Disciples News Service

Central Rocky Mountain student leads climate protest

For Ehret Nottingham, creation care has always been a part of a well-lived life.

His first memories are of exploring the outdoors, and as a high school senior, he’s still affected by the world around him. “In Colorado, I’ve seen the impact humans have on our environment,” Nottingham says. “It’s a beautiful area, but we also face damaging challenges like fracking and urban sprawl. It’s a very visual contrast here.”

(Photo by Jenny Sparks / Loveland Reporter-Herald)

Nottingham applied his passion for creation by leading a school walkout and climate rally on March 16. The Fort Collins event was part of the global Youth Climate Strike. More than 1.4 million students participated in over 100 countries.

The protest was an educational experience for Nottingham. Youth leaders learned how to organize effectively, working with school and city leaders to obtain permits and recruit speakers. Students developed skills like graphic design and public speaking.

“My favorite critique we got was ‘stay in school,’” remembers Nottingham. “If we wait until we’re more educated and have credentials, then it will be too late to make the changes our climate needs.”

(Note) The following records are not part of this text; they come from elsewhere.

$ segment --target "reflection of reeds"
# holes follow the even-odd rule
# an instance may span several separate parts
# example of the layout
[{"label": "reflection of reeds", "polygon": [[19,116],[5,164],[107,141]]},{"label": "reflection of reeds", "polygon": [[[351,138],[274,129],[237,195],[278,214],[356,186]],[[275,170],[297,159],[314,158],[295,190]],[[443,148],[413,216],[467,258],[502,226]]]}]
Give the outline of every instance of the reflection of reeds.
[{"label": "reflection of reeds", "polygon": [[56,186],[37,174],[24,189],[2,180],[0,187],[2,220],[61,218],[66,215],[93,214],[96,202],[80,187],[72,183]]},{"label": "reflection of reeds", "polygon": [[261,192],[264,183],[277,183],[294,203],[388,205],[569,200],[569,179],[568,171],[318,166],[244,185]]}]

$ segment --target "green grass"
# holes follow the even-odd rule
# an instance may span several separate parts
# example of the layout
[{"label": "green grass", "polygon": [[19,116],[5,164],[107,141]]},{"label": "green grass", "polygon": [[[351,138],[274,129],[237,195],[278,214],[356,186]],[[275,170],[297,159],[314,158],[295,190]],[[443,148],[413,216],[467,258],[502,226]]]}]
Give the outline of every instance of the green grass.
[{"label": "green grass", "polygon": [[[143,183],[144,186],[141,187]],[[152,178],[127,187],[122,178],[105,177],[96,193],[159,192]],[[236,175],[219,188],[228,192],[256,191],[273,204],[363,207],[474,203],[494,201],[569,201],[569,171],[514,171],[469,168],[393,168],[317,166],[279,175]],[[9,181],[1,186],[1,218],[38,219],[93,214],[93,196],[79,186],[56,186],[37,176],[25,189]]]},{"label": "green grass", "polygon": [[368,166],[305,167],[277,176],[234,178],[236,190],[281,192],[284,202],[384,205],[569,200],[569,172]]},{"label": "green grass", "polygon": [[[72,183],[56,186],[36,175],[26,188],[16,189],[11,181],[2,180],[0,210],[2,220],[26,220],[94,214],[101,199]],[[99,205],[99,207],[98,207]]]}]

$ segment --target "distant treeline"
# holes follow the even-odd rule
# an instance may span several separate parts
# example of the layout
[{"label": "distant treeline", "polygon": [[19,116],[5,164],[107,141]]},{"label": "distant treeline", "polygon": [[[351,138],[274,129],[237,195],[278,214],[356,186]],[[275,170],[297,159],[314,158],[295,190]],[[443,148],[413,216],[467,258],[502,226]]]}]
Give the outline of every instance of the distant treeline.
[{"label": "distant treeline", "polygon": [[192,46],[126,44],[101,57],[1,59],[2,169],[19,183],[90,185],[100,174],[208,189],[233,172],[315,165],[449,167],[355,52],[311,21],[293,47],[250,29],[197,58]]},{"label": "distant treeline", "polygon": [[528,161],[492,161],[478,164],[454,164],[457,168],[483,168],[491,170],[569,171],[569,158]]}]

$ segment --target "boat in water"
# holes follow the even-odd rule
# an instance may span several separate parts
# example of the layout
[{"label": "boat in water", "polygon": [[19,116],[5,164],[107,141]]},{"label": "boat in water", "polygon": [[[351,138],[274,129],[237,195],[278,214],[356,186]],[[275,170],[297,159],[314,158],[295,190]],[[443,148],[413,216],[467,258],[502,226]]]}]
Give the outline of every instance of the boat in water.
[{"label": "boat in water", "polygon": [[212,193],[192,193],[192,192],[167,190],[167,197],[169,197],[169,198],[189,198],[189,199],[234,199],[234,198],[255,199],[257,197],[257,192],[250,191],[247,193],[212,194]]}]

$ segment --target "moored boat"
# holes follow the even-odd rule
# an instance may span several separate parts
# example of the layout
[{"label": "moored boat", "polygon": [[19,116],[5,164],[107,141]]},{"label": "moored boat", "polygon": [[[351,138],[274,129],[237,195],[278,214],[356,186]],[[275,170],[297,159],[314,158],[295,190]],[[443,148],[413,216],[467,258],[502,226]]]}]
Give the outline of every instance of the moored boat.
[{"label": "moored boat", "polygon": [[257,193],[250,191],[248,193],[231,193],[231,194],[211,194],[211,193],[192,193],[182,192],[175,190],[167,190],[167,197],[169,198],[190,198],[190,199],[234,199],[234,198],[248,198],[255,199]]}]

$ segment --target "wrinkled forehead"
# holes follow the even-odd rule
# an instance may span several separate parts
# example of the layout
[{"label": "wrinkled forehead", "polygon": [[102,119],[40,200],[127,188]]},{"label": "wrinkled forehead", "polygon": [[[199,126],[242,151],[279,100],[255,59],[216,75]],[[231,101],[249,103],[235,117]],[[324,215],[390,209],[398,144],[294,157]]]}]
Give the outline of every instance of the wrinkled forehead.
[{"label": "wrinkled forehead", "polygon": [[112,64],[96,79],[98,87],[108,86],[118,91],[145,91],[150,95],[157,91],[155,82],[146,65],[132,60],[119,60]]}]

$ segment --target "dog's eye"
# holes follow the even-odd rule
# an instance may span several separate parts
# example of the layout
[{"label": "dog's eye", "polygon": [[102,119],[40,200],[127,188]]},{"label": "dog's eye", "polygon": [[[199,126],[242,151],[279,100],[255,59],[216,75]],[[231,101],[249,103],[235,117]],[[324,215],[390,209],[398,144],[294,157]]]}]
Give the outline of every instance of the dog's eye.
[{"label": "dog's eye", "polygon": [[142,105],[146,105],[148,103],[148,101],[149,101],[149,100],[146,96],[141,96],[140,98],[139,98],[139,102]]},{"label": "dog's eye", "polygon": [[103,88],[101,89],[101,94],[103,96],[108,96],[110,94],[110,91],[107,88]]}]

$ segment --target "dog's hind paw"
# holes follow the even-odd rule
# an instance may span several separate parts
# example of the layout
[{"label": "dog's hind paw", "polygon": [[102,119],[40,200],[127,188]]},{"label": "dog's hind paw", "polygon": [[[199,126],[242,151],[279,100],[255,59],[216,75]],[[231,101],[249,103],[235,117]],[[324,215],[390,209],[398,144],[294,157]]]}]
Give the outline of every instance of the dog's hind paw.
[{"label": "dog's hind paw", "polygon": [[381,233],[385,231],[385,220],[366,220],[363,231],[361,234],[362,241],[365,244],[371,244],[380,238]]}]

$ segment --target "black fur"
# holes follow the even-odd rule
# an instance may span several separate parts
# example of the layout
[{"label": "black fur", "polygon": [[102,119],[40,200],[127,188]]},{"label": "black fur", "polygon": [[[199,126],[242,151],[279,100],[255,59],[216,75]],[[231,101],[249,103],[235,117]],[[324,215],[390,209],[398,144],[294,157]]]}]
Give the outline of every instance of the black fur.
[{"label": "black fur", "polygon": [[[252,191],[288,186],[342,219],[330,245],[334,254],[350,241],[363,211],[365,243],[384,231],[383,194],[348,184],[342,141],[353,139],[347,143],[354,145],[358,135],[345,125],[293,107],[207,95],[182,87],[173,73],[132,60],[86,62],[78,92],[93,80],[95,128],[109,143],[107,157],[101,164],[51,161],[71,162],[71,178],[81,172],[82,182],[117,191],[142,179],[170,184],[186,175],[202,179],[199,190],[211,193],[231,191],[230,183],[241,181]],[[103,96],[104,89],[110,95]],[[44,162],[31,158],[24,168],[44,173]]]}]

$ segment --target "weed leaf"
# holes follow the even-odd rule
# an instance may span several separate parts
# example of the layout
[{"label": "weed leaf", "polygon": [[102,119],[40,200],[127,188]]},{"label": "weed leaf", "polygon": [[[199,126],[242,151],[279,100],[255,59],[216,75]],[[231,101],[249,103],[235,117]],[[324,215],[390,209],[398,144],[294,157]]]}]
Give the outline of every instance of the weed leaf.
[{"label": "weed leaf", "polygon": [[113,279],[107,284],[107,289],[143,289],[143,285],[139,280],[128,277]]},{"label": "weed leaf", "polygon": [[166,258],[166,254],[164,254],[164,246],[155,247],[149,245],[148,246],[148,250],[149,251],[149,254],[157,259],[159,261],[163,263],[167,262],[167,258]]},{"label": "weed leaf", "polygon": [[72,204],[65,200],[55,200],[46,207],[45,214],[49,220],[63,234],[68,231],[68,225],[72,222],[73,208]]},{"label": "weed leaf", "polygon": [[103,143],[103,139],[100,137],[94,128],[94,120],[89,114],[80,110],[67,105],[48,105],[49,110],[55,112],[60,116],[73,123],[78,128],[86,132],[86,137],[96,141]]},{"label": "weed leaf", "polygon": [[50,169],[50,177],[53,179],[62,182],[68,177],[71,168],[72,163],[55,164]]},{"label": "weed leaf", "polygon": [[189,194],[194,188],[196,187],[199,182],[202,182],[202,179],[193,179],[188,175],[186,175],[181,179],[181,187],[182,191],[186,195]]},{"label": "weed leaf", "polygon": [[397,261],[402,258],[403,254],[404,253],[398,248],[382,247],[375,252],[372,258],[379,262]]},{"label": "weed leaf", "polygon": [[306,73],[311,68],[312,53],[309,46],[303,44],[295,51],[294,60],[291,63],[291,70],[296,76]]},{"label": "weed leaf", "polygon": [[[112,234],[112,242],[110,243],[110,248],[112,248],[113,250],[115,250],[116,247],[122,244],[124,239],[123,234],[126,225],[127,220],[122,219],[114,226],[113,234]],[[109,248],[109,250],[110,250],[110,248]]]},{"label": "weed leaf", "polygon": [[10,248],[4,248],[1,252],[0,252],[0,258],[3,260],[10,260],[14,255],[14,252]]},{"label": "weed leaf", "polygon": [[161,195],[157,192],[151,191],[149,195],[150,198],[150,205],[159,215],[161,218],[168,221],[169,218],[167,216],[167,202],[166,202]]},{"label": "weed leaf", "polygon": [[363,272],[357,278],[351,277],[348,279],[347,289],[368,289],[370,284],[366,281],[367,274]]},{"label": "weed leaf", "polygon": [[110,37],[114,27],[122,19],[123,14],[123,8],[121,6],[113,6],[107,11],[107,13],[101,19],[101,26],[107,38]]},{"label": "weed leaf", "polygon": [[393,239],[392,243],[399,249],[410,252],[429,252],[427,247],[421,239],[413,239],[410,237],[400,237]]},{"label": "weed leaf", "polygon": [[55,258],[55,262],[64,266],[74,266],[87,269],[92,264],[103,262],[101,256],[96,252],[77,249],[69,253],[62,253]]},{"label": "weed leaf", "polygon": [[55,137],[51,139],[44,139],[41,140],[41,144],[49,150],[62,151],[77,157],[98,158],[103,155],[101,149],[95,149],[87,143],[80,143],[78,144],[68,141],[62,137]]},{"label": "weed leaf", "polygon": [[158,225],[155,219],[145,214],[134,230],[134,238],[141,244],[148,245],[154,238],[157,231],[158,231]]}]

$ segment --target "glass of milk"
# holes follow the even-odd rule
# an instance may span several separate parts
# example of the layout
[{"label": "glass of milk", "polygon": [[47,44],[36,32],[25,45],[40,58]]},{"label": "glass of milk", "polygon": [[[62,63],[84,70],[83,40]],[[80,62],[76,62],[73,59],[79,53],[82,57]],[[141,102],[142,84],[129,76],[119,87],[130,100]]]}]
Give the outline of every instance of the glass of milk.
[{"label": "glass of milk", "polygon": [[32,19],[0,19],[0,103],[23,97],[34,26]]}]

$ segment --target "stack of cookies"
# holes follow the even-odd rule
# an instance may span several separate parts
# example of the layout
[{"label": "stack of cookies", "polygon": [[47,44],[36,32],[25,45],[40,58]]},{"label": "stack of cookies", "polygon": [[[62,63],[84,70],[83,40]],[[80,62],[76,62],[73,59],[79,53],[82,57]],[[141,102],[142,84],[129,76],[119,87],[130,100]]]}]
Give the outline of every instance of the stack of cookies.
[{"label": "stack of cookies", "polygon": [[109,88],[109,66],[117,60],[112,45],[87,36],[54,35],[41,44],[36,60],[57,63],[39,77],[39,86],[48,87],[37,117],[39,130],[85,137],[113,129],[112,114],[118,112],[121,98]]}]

Rev. Scott Hardin-Nieri, associate minister of Green Chalice agrees. “We’ll need significant systemic efforts to enable a livable planet into the next 100 years…May we be in solidarity with our youth as an expression of our love for God and our neighbors.”

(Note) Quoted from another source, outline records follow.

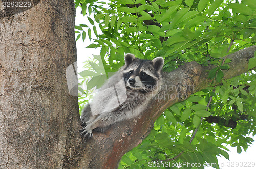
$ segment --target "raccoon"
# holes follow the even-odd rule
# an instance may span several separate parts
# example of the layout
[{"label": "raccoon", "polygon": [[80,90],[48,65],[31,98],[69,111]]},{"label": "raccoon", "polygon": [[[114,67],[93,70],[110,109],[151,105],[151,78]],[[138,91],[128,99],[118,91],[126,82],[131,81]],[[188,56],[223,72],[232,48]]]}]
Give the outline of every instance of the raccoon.
[{"label": "raccoon", "polygon": [[104,132],[112,124],[142,112],[159,91],[164,60],[152,61],[124,57],[125,64],[96,93],[82,110],[81,136],[89,139],[92,131]]}]

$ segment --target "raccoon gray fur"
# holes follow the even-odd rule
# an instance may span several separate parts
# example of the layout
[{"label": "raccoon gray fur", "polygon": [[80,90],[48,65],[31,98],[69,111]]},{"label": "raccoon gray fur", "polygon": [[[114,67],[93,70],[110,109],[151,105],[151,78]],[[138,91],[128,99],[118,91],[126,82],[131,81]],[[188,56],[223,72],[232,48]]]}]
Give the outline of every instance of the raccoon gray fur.
[{"label": "raccoon gray fur", "polygon": [[164,60],[125,56],[125,64],[107,80],[83,110],[80,135],[90,139],[92,131],[104,132],[112,124],[142,112],[159,91]]}]

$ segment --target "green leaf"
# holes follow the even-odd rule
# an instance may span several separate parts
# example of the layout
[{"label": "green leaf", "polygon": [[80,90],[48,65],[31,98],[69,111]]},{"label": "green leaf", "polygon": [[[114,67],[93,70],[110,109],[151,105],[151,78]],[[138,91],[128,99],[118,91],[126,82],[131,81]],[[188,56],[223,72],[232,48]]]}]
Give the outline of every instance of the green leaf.
[{"label": "green leaf", "polygon": [[209,0],[200,0],[197,5],[197,8],[199,11],[202,11],[205,8],[206,5]]},{"label": "green leaf", "polygon": [[111,20],[110,20],[110,28],[113,29],[114,27],[114,25],[116,23],[116,16],[113,15],[111,17]]},{"label": "green leaf", "polygon": [[[254,53],[254,55],[255,55],[256,52]],[[248,64],[248,70],[250,70],[256,67],[256,57],[253,57],[250,58],[249,60],[249,63]]]},{"label": "green leaf", "polygon": [[154,7],[154,8],[158,12],[159,12],[159,7],[158,7],[158,5],[155,2],[152,2],[152,6]]},{"label": "green leaf", "polygon": [[212,58],[216,58],[222,57],[222,55],[221,55],[221,54],[217,53],[211,53],[210,54],[210,56]]},{"label": "green leaf", "polygon": [[134,8],[129,8],[129,7],[120,7],[117,8],[117,10],[121,12],[124,12],[125,13],[135,13],[136,11]]},{"label": "green leaf", "polygon": [[190,28],[191,26],[194,25],[197,26],[198,24],[202,25],[202,23],[204,23],[204,22],[207,19],[207,17],[204,15],[196,17],[187,22],[186,24],[186,27]]},{"label": "green leaf", "polygon": [[130,158],[128,157],[125,154],[122,156],[122,161],[128,165],[131,165],[133,163],[133,162],[131,160]]},{"label": "green leaf", "polygon": [[106,15],[105,16],[105,22],[104,22],[105,27],[106,27],[109,24],[110,22],[110,16],[108,14],[106,14]]},{"label": "green leaf", "polygon": [[237,99],[237,100],[236,100],[236,104],[237,104],[237,106],[238,106],[238,109],[239,109],[239,110],[243,112],[243,104],[242,104],[242,103],[240,101],[238,100],[238,99]]},{"label": "green leaf", "polygon": [[170,20],[170,16],[172,14],[177,10],[179,8],[179,5],[174,5],[170,7],[164,13],[164,15],[159,19],[159,22],[161,22],[165,21],[165,20]]},{"label": "green leaf", "polygon": [[242,152],[242,149],[240,146],[237,146],[237,152],[238,154],[240,154]]},{"label": "green leaf", "polygon": [[191,107],[191,109],[194,111],[206,110],[207,108],[207,107],[202,104],[194,104]]},{"label": "green leaf", "polygon": [[242,89],[239,89],[241,93],[243,94],[244,95],[247,96],[248,95],[247,92],[245,92],[244,90],[243,90]]},{"label": "green leaf", "polygon": [[170,109],[172,110],[173,112],[175,112],[176,114],[178,115],[180,115],[180,111],[177,105],[174,105],[172,107],[170,107]]},{"label": "green leaf", "polygon": [[184,38],[181,35],[176,34],[168,39],[166,42],[166,44],[167,46],[170,46],[170,45],[175,43],[186,41],[187,41],[187,39],[186,38]]},{"label": "green leaf", "polygon": [[251,8],[244,4],[230,3],[228,4],[228,7],[231,8],[233,10],[233,13],[241,13],[247,15],[250,15],[252,13],[252,11]]},{"label": "green leaf", "polygon": [[211,115],[211,114],[206,110],[198,110],[195,112],[196,115],[200,117],[208,117]]},{"label": "green leaf", "polygon": [[230,67],[228,65],[222,65],[222,66],[220,66],[220,69],[228,70],[230,68]]},{"label": "green leaf", "polygon": [[81,34],[79,34],[77,35],[77,37],[76,37],[76,41],[77,41],[78,39],[79,39],[80,37],[81,37]]},{"label": "green leaf", "polygon": [[94,32],[94,34],[95,34],[96,37],[98,37],[98,33],[97,32],[97,29],[96,28],[96,26],[93,26],[93,32]]},{"label": "green leaf", "polygon": [[173,115],[173,114],[169,111],[166,111],[164,112],[164,115],[166,116],[167,118],[171,122],[173,122],[174,123],[177,123],[177,121],[175,119],[175,118],[174,117]]},{"label": "green leaf", "polygon": [[186,108],[181,114],[181,119],[182,121],[187,120],[191,115],[191,110],[190,108]]},{"label": "green leaf", "polygon": [[189,10],[189,8],[184,8],[178,11],[173,19],[172,22],[170,23],[170,27],[174,28],[177,26],[177,24],[179,21],[180,22],[181,18],[185,15]]},{"label": "green leaf", "polygon": [[209,72],[208,78],[212,80],[215,77],[215,75],[216,74],[217,71],[219,70],[219,68],[214,68],[211,69]]},{"label": "green leaf", "polygon": [[218,82],[220,83],[223,77],[224,77],[223,72],[222,72],[222,71],[221,71],[221,70],[219,70],[218,71],[217,75],[216,76],[216,79],[217,79]]},{"label": "green leaf", "polygon": [[88,31],[88,36],[89,37],[89,39],[91,40],[91,39],[92,39],[91,29],[90,28],[88,28],[88,30],[87,31]]},{"label": "green leaf", "polygon": [[99,20],[99,19],[101,19],[104,17],[105,14],[98,14],[96,15],[94,15],[94,19],[95,20]]},{"label": "green leaf", "polygon": [[215,0],[212,4],[210,6],[210,8],[208,10],[208,14],[209,16],[211,16],[213,14],[215,10],[219,7],[220,5],[223,2],[223,0]]},{"label": "green leaf", "polygon": [[193,124],[195,127],[198,127],[201,124],[201,119],[196,115],[193,117]]},{"label": "green leaf", "polygon": [[82,14],[84,16],[86,15],[87,3],[84,3],[82,5]]},{"label": "green leaf", "polygon": [[88,20],[89,21],[91,25],[94,25],[94,22],[93,21],[93,20],[92,20],[92,19],[91,19],[89,16],[87,17],[87,19],[88,19]]},{"label": "green leaf", "polygon": [[191,7],[191,6],[192,6],[192,5],[193,4],[193,1],[194,1],[194,0],[185,0],[185,3],[188,6],[189,6],[190,7]]},{"label": "green leaf", "polygon": [[193,102],[197,102],[199,101],[200,101],[202,100],[202,98],[200,96],[191,96],[189,97],[188,99],[187,99],[188,101],[191,101]]}]

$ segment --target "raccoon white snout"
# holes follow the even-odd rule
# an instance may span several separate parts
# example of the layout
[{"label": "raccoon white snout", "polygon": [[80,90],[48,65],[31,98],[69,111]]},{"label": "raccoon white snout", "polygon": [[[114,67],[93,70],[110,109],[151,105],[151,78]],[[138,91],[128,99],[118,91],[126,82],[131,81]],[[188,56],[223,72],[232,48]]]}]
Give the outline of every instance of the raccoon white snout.
[{"label": "raccoon white snout", "polygon": [[137,116],[160,91],[163,58],[151,61],[127,54],[124,60],[125,65],[101,87],[102,92],[95,95],[91,106],[83,110],[82,136],[90,139],[93,130],[104,132],[117,122]]},{"label": "raccoon white snout", "polygon": [[130,84],[134,84],[135,83],[135,79],[134,78],[130,78],[129,80],[128,80],[128,83]]}]

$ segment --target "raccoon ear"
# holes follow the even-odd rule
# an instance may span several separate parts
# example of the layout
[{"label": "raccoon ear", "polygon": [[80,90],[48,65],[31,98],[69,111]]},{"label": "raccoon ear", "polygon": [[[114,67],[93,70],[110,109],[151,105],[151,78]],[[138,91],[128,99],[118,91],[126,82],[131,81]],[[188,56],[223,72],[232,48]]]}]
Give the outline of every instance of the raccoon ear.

An important piece of these systemic efforts is leadership development, an identified priority of the Christian Church (Disciples of Christ). Nottingham’s leadership has certainly been supported and encouraged by Heart of the Rockies Christian Church (in the Central Rocky Mountain region), where he is an active member.

Invited to preach on Youth Sunday, he chose to reflect on his favorite Scripture, James 2:14-18. Associate Minister Rev. Daniel Lyvers says Nottingham’s sermon “reminded us that God’s love is made known through what we do, and how we act in relationship with each other and God’s creation.”

“Ehret has such a vision for what the Church can and should be, and young folks like him give me so much hope,” celebrates Lyvers. “My prayer is that we allow ourselves to pay attention to the truth – that God is shaking things up through young people like Ehret, and I pray that we, as churches, continue to offer space for our youth to challenge, inspire, and lead us in creating community in the way God envisions.”

For Nottingham, activism is a natural expression of his faith. He encourages other students to get active in their communities, be early supporters of new opportunities, and “disregard the scary ‘what if’s’ when you start something new.”

“This protest was not the end of the line or the culmination of the movement – it’s the beginning. When you go home after church, you don’t forget what you learned – you keep working on it.”